Hinsichtlich der Verteilung der Vorschläge liegt der Schwerpunkt mit 998 Vorschlägen und einem Anteil von 37,5 Prozent beim Thema Verkehr, obwohl sich hierzu nur vier Vorschläge unter den Top 130 befinden. Ein wichtiges Thema war bei den Bürgern auch der ÖPNV mit 339 Vorschlägen (12,7 Prozent) und der Aufgabenbereich Stadtplanung mit 211 Vorschlägen (7,9 Prozent). 202 Vorschläge (7,6 Prozent) wurden zu Grünflächen, Wald und Friedhöfe und 174 Vorschläge (6,5 Prozent) zu Abfall und Sauberkeit gemacht.

Auch andere deutsche Großstädte haben einen Bürgerhaushalt, allerdings wird das Angebot weitaus weniger angenommen: So konnte Bonn beim letzten Bürgerhaushaltsverfahren 1500 Besuche des Beteiligungsportals, 32 Bürgervorschläge und rund 450 Bewertungen verzeichnen. In Köln nahmen 2016 bei der Durchführung des Bürgerhaushaltes rund 6 300 Personen teil und haben 854 Vorschläge, 1334 Kommentare und 39 359 Bewertungen abgegeben. Münster konnte vergangenes Jahr etwa 3000 Teilnehmer, 117 Vorschläge, 484 Kommentare und 3865 Bewertungen verzeichnen.

Die meisten Vorschläge (2583) und Bewertungen (1 183 506) sind über die Internet-Plattform bei der Stadtverwaltung eingegangen. Beachtlich ist aber auch die enorme Steigerung der schriftlichen Teilnahme am Verfahren über Formulare und Unterschriftenlisten. Auf diesem Weg gingen 60 Vorschläge und 47 433 Bewertungen ein. Vom Servicecenter Stuttgart wurden außerdem 21 Vorschläge telefonisch aufgenommen.

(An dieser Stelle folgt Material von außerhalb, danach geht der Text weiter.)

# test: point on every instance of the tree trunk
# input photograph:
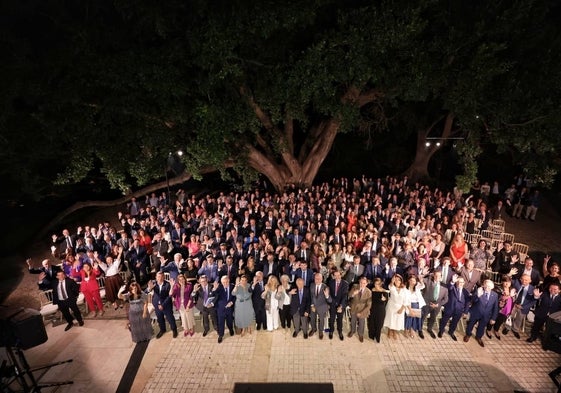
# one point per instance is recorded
(290, 171)
(419, 169)
(183, 177)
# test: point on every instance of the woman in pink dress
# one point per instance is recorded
(90, 288)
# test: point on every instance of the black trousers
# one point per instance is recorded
(70, 304)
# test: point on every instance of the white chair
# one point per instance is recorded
(101, 283)
(47, 306)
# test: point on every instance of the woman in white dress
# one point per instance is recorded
(272, 297)
(395, 309)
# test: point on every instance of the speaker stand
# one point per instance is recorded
(23, 373)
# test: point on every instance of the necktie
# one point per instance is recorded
(521, 295)
(63, 291)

Wie geht es nun weiter? Zu den 130 Top-Vorschlägen wird die Verwaltung - also Fachämter, Eigenbetriebe und Beteiligungsunternehmen - Stellungnahmen erarbeiten und darstellen, wie die einzelnen Themen fachlich einzuschätzen sind. Auch die Bezirksbeiräte werden zu den ihren Stadtbezirk betreffenden Themen Stellung nehmen. Abstimmungsergebnis und Stellungnahmen werden dann in einer Vorlage zusammengefasst und noch vor der Sommerpause dem Gemeinderat vorgelegt. Sobald der Doppelhaushalt 2018/2019 verabschiedet ist, werden die Teilnehmer und die Öffentlichkeit zeitnah über das Ergebnis bezüglich des Bürgerhaushalts informiert.